Publication year - 1992
Publication title -
physiologia plantarum
Language(s) - English
Resource type - Journals
SCImago Journal Rank - 1.351
H-Index - 146
eISSN - 1399-3054
pISSN - 0031-9317
DOI - 10.1111/j.1399-3054.1992.tb05810.x
Subject(s) - mutant , photosynthesis , hexose , phosphoglucomutase , biochemistry , wild type , chloroplast , sucrose , biology , starch , chlorophyll , carbohydrate , fructose , botany , chemistry , enzyme , gene
The biochemical regulation of photosynthate partitioning was investigated in a starchless mutant (TC7) of Arabidopsts thaliana (L.) Henyh, that was deficient in chloroplast phosphoglucomutase (Caspar et al. 1985. Plant Physiol. 79: 11–17). Plants were raised at 20°C with a 20 h light and 4 h dark period, so that the growth rates of the mutant and wild type were similar. Two or 3 isoforms of phosphoglucomutase were separated by ion‐exchange chromatography using mutant and wild type leaf preparations, respectively. Initial rate kinetics of all isoforms were similar. Light‐saturated photosynthetic oxygen evolution rates of the mutant and wild type were 224 and 302 nmol g ‐1 chlorophyll h ‐1 , respectively. Starch, sucrose and hexose concentrations were unchanged in wild type leaves after a dark to light transition, whereas sucrose and hexose increased in mutant leaves. Hexose‐phosphates accumulated in both genotypes in the light, although the steady‐state leaf concentrations of glucose 6‐phosphate were 3‐fold higher in mutant than in wild type samples.

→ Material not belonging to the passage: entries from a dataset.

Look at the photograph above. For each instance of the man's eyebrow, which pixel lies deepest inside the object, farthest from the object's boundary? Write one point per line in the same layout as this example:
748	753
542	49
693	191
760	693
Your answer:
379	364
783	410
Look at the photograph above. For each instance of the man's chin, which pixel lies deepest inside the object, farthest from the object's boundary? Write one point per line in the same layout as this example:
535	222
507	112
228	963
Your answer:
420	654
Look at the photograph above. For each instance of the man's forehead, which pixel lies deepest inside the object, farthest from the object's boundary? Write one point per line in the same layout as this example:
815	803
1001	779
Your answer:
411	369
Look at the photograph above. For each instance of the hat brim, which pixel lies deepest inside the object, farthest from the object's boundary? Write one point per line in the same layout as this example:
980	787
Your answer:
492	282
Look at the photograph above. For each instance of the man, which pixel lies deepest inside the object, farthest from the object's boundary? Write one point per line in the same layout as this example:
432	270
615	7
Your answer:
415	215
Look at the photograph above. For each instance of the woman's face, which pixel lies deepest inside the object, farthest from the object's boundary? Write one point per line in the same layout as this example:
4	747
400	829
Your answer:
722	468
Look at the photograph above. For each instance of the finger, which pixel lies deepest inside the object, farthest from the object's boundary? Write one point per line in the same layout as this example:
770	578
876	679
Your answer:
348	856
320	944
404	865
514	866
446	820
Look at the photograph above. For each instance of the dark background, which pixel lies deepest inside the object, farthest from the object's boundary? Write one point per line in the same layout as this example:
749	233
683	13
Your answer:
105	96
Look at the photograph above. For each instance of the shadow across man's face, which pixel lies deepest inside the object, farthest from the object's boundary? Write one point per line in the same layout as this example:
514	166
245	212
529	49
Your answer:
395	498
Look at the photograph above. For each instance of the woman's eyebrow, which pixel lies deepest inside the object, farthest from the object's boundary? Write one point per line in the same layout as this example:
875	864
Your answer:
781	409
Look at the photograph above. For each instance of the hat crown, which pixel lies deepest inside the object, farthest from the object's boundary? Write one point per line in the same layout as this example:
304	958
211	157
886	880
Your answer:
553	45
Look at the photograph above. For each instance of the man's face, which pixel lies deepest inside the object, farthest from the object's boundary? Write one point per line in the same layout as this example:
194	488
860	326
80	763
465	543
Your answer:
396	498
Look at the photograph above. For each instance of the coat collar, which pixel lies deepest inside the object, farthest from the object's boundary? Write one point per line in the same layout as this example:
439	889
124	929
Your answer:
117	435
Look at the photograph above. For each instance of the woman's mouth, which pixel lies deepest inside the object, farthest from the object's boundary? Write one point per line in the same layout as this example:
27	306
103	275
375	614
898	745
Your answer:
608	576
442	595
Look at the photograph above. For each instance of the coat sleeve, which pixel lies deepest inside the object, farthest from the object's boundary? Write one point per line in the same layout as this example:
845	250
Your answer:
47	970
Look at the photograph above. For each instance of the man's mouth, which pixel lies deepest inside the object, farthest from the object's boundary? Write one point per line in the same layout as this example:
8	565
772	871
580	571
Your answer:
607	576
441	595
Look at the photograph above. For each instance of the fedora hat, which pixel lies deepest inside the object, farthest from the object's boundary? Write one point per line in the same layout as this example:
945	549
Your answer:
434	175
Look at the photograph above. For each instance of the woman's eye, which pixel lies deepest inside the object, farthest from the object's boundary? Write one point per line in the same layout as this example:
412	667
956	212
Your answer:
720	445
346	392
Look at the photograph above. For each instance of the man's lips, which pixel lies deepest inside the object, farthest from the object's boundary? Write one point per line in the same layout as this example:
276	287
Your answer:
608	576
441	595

Fructose 2,6‐bisphosphate and glucose 1,6‐bisphosphate were lower in the mutant than in the wild type at the end of the dark period when mutant leaves were depleted of carbohydrates. Levels of UTP were lower in the mutant than in the wild type, possibly indicating that growth conditions had induced phosphate limited photosynthesis. These results are discussed in relation to the regulation of photosynthetic carbon metabolism.